Una improvvisa secchiata di acqua fredda si rovescia su Lega e sul M5S, nel pieno dei festeggiamenti per l’intesa sulla manovra. È la soglia del deficit spinta fino al 2,4 per cento – tra le impennate dello spread e il rischio bocciatura della Ue- che fa suonare i campanelli d’allarme di Quirinale e di Bankitalia. E che dall’altra parte, in difesa della cosiddetta «manovra del popolo», riaccende l’anima bellicosa del governo.

«Avere conti pubblici solidi e in ordine è una condizione indispensabile di sicurezza sociale, soprattutto per i giovani e per il loro futuro», è il messaggio che - senza troppi veli - indirizza all’esecutivo il presidente della Repubblica Sergio Mattarella intervenendo all’iniziativa «Viaggio in bicicletta intorno ai 70 anni della Costituzione italiana». E come la Carta dispone, prosegue il Capo dello Stato, «occorre assicurare l’equilibrio di bilancio e la sostenibilità del debito pubblico. Questo per tutelare i risparmi dei nostri concittadini, le risorse per le famiglie e per le imprese, per difendere le pensioni, per rendere possibili interventi sociali concreti ed efficaci». Al monito di Mattarella si allinea, poche ore dopo, quello del governatore della Banca d’Italia Ignazio Visco: «L’Italia ha bisogno di favorire l’investimento pubblico e privato e di contenere e ridurre il debito pubblico». «Il mercato poi – aggiunge Visco - non è composto da forze ignote che tramano nell’ombra. Piuttosto, dovendo collocare 400 miliardi di titoli di Stato, dobbiamo essere coscienti della fiducia che trasmettiamo quando emettiamo debito».

A Palazzo Chigi si valuta la migliore strategia per attutire i colpi e si muovono le feluche della diplomazia. Prima di tutti, però, arriva la reazione di Matteo Salvini a sconquassare la grammatica delle relazioni con il Colle: «Stia tranquillo, il Presidente,dopo anni di manovre economiche imposte dall’Europa che hanno fatto esplodere il debito pubblico, finalmente si cambia rotta e si scommette sul futuro e sulla crescita.
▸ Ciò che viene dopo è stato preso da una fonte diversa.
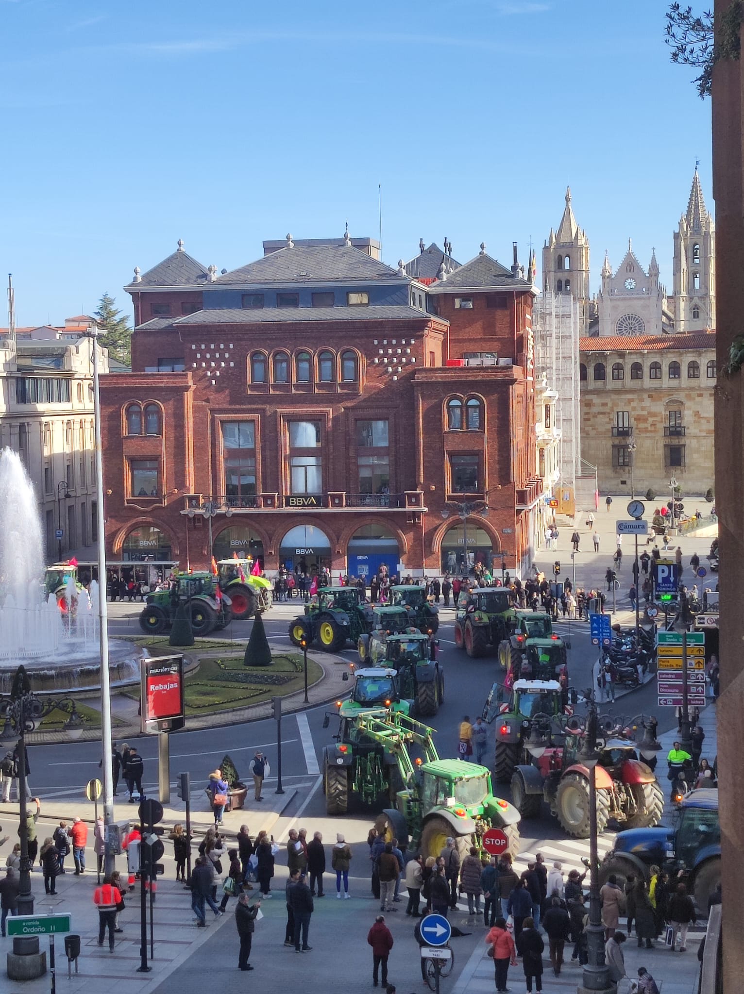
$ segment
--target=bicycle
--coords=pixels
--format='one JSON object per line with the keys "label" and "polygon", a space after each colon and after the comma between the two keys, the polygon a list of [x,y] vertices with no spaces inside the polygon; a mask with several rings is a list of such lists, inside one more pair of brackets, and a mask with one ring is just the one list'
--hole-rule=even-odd
{"label": "bicycle", "polygon": [[453,967],[455,966],[455,953],[450,948],[450,943],[448,942],[447,945],[440,946],[440,948],[450,949],[449,959],[435,960],[429,957],[426,957],[424,959],[424,969],[426,972],[427,984],[429,985],[429,989],[433,991],[437,990],[437,964],[438,963],[440,964],[439,965],[440,977],[449,977],[453,971]]}

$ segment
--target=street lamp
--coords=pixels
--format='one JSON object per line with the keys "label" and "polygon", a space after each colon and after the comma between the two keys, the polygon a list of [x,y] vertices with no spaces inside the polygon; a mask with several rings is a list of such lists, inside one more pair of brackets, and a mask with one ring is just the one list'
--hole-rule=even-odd
{"label": "street lamp", "polygon": [[33,732],[43,718],[56,709],[67,711],[70,706],[70,718],[65,723],[65,731],[72,739],[80,739],[83,735],[83,718],[78,714],[75,701],[66,697],[56,701],[45,698],[43,701],[31,690],[31,681],[23,666],[19,666],[13,677],[13,685],[8,696],[0,697],[0,713],[5,716],[4,736],[18,736],[16,753],[18,756],[18,805],[19,819],[18,835],[21,840],[21,874],[18,893],[18,913],[34,913],[34,895],[31,892],[31,868],[29,859],[28,804],[26,798],[26,733]]}
{"label": "street lamp", "polygon": [[578,758],[589,770],[589,923],[587,933],[588,961],[584,967],[583,985],[590,991],[608,991],[610,974],[605,963],[605,926],[602,924],[600,899],[599,852],[597,840],[597,705],[594,693],[586,695],[587,724],[579,746]]}
{"label": "street lamp", "polygon": [[[63,493],[64,491],[64,493]],[[60,480],[57,484],[57,528],[59,529],[60,538],[57,540],[57,562],[62,563],[62,501],[67,500],[71,496],[68,490],[68,481]],[[70,537],[68,536],[68,542]]]}

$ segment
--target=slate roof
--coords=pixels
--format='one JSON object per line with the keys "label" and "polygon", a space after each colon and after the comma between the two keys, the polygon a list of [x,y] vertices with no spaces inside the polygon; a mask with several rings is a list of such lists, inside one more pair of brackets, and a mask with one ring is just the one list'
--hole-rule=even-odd
{"label": "slate roof", "polygon": [[219,276],[220,283],[317,283],[333,280],[391,279],[397,270],[353,246],[294,246]]}
{"label": "slate roof", "polygon": [[521,276],[514,276],[510,269],[501,265],[496,259],[491,258],[483,252],[476,255],[469,262],[461,265],[454,273],[448,275],[446,280],[433,283],[429,289],[433,293],[441,293],[449,290],[482,287],[483,289],[493,287],[494,289],[530,289],[532,283]]}
{"label": "slate roof", "polygon": [[146,286],[201,286],[207,282],[207,275],[206,266],[187,251],[177,250],[143,272],[138,282],[132,280],[126,285],[135,289]]}
{"label": "slate roof", "polygon": [[[415,307],[383,305],[380,307],[265,307],[260,310],[219,308],[197,311],[172,321],[181,325],[202,324],[279,324],[296,321],[411,321],[431,319],[445,321],[436,314],[427,314]],[[153,321],[140,327],[150,328]],[[445,323],[447,323],[445,321]]]}
{"label": "slate roof", "polygon": [[670,349],[714,349],[715,332],[689,335],[608,335],[580,338],[580,352],[663,352]]}
{"label": "slate roof", "polygon": [[406,272],[412,279],[436,279],[443,262],[447,265],[448,273],[459,269],[461,265],[451,255],[445,255],[444,248],[433,242],[423,252],[406,262]]}

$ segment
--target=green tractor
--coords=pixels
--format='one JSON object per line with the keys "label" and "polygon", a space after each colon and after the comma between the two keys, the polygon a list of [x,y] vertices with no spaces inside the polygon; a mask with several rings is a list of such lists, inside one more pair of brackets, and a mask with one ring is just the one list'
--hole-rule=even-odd
{"label": "green tractor", "polygon": [[507,639],[514,628],[512,590],[503,586],[477,586],[458,601],[455,644],[468,656],[484,656]]}
{"label": "green tractor", "polygon": [[503,700],[504,688],[494,683],[483,706],[482,718],[486,724],[497,718],[496,752],[493,771],[499,783],[510,783],[514,766],[529,763],[524,743],[529,738],[532,718],[548,716],[560,721],[570,717],[573,708],[567,704],[568,694],[576,703],[575,690],[565,691],[557,680],[517,680],[511,688],[508,702]]}
{"label": "green tractor", "polygon": [[440,609],[427,599],[425,587],[416,583],[401,583],[390,587],[393,607],[405,607],[411,620],[409,624],[419,631],[435,635],[440,626]]}
{"label": "green tractor", "polygon": [[[397,838],[401,849],[420,851],[424,856],[439,856],[449,836],[457,840],[461,853],[474,845],[482,848],[482,837],[489,828],[500,828],[507,839],[508,851],[516,856],[519,846],[519,812],[513,805],[491,792],[490,773],[463,759],[441,759],[434,745],[432,729],[403,714],[369,712],[356,720],[355,735],[376,745],[390,769],[396,771],[400,789],[395,790],[393,806],[383,810],[376,820],[378,831],[386,838]],[[412,759],[409,748],[416,746],[423,757]],[[340,749],[339,746],[335,746]],[[345,752],[326,753],[324,777],[326,804],[333,783],[340,783],[346,796],[358,789],[360,776],[351,770],[353,743]],[[394,783],[390,776],[388,784]],[[329,811],[329,813],[331,813]],[[337,813],[345,813],[338,811]]]}
{"label": "green tractor", "polygon": [[213,574],[207,571],[178,573],[169,590],[147,594],[139,615],[139,627],[147,635],[162,634],[173,624],[179,603],[186,604],[191,630],[197,638],[224,628],[233,618],[230,597],[220,590]]}
{"label": "green tractor", "polygon": [[236,621],[263,614],[272,606],[272,584],[264,577],[252,575],[253,565],[252,559],[220,560],[217,564],[220,589],[230,597]]}
{"label": "green tractor", "polygon": [[357,642],[363,632],[371,631],[372,619],[373,608],[357,586],[321,586],[317,600],[305,604],[304,614],[289,623],[289,640],[299,645],[304,635],[326,652],[338,652],[349,640]]}
{"label": "green tractor", "polygon": [[374,666],[393,667],[401,693],[416,702],[417,715],[431,717],[445,700],[445,671],[437,660],[438,645],[436,639],[416,628],[402,633],[375,628],[360,636],[357,648],[361,662],[369,659]]}
{"label": "green tractor", "polygon": [[[47,600],[55,597],[63,614],[75,613],[78,594],[84,589],[78,582],[78,567],[73,563],[55,563],[44,573],[44,589]],[[74,591],[74,592],[73,592]]]}

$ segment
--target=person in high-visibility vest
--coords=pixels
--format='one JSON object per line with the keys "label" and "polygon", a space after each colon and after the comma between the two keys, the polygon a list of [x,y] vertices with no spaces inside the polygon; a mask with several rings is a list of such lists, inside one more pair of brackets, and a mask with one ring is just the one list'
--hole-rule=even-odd
{"label": "person in high-visibility vest", "polygon": [[113,930],[116,922],[116,906],[121,902],[121,892],[113,887],[110,877],[104,877],[100,887],[93,892],[93,904],[98,909],[98,945],[108,928],[108,951],[113,952]]}

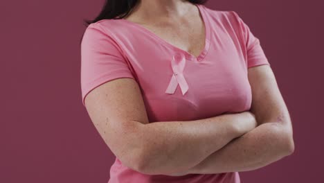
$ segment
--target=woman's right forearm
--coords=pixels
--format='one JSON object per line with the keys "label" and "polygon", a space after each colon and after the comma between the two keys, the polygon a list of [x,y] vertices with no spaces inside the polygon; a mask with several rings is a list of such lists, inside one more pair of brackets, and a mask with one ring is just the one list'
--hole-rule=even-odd
{"label": "woman's right forearm", "polygon": [[141,124],[138,171],[157,175],[187,170],[253,128],[253,123],[249,122],[252,118],[248,112],[242,112],[190,121]]}

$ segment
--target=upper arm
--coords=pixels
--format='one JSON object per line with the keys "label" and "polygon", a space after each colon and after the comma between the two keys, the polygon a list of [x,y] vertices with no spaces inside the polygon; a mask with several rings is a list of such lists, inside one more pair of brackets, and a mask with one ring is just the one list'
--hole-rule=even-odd
{"label": "upper arm", "polygon": [[242,39],[243,54],[252,90],[251,112],[255,114],[259,124],[269,122],[282,124],[281,126],[285,127],[291,136],[289,114],[260,41],[238,14],[232,12],[238,24],[238,32]]}
{"label": "upper arm", "polygon": [[148,119],[138,83],[125,55],[98,24],[91,24],[81,43],[82,103],[112,152],[129,167],[142,148],[139,126]]}

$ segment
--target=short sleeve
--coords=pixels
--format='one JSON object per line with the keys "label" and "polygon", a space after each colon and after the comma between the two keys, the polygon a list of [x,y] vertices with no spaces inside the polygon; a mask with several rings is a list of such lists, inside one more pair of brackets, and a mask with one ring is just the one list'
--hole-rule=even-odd
{"label": "short sleeve", "polygon": [[134,78],[120,48],[99,24],[88,26],[80,46],[81,92],[84,106],[87,95],[99,85],[120,78]]}
{"label": "short sleeve", "polygon": [[239,28],[242,35],[242,41],[245,45],[247,67],[268,64],[270,65],[267,56],[261,46],[260,40],[256,37],[250,30],[248,25],[242,20],[237,12],[234,13],[239,23]]}

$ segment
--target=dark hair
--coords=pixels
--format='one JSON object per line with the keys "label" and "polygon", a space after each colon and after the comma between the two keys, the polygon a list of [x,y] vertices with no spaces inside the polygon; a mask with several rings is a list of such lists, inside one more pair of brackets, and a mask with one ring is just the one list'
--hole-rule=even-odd
{"label": "dark hair", "polygon": [[[187,0],[195,4],[204,4],[208,0]],[[138,0],[106,0],[103,8],[93,20],[84,19],[85,26],[95,23],[101,19],[122,19],[128,15],[133,8],[138,3]]]}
E se a Bruxelles mi dicono che non lo posso fare me ne frego e lo faccio lo stesso». E a sera, quando in un comizio a Latina il nome di Mattarella è accolto da fischi: «Stiamo smettendo di governare il Paese da servi come ha fatto per anni la sinistra. Questo lo devono capire a Bruxelles, a Berlino e anche in qualche colle di Roma». Oltre a ricordare che lui, il leader della Lega, è «per l’elezione diretta del presidente della Repubblica». Luigi Di Maio in un primo momento tenta di ricalibrare il messaggio dell’alleato: «Mattarella non deve preoccuparsi. Questa manovra ha proprio la finalità di creare le condizioni per ridurre il debito». Poi non resiste. «Per una volta che il deficit lo si fa per dare ai più deboli, sono tutti pronti a criticare». La rincorsa a Salvini deve riprendere. A qualunque costo.